Transforming and exporting SQL agent output to CSV

We have a SQL-server which exports a number of files on a regular basis.
For some reason the files exported via SQL agent is not a CSV file but a plain text file with som wonky formatting. And according to the people responsible for it there’s no getting around that.

I’ve been tasked with cleaning up the files and exporting them as CSV files, which I really didn’t think would be a problem. But I think I may be overthinking this because I’m not getting it right.

An example file looks like this:

Job 'Export to [SYSTEM]' : Step 1, 'SQL-query DB version (Test)' : Began Executing 2022-10-19 11:45:01

DGGRP DGGRPBEN            
----- --------------------
11    Se.tj heltid tillsv.
12    Se.tj deltid tillsv.
13    Semtj hel an tj     
14    Semtj del an tj     
15    Uppeh.tj hel tillsv.

Both columns are padded with spaces, not tabs.
The desired output would be something like this:

DGGRP;DGGRPBEN
11;Se.tj heltid tillsv.
12;Se.tj deltid tillsv.
13;Semtj hel an tj
14;Semtj del an tj
15;Uppeh.tj hel tillsv.

It’s no problem skipping the first lines and trimming the ends of the lines, but for some reason I’m not getting my thinking right when it comes to separating the two columns.
It seems that the width of the columns are set by the widest element.

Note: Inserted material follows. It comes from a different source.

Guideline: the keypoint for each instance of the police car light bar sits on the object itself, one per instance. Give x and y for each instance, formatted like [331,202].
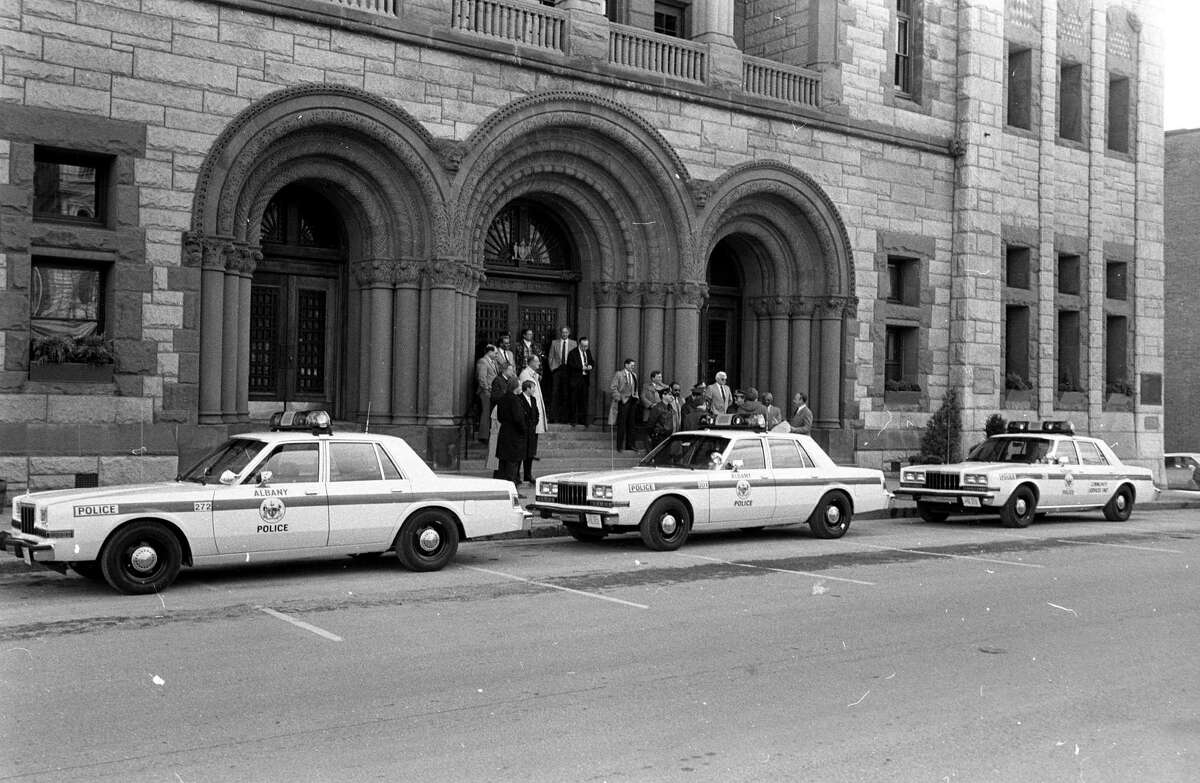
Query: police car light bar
[733,422]
[295,420]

My first thought was going with something like this:

$Text = Get-Content -Path ExportFile.txt | Select-Object -Skip 2 | ForEach-Object {
    $_.Trim()
}
$Text = $Text -replace('\s{2}',';')

I was thinking that would replace every instance of more than one whitespace with a semicolon, but instead I just got double semicolons on each line except for the first two with the header and the dashes as they only contain one whitespace.
I’m probably overthinking this… I tend to do that, but I’m not really getting anywhere at the moment.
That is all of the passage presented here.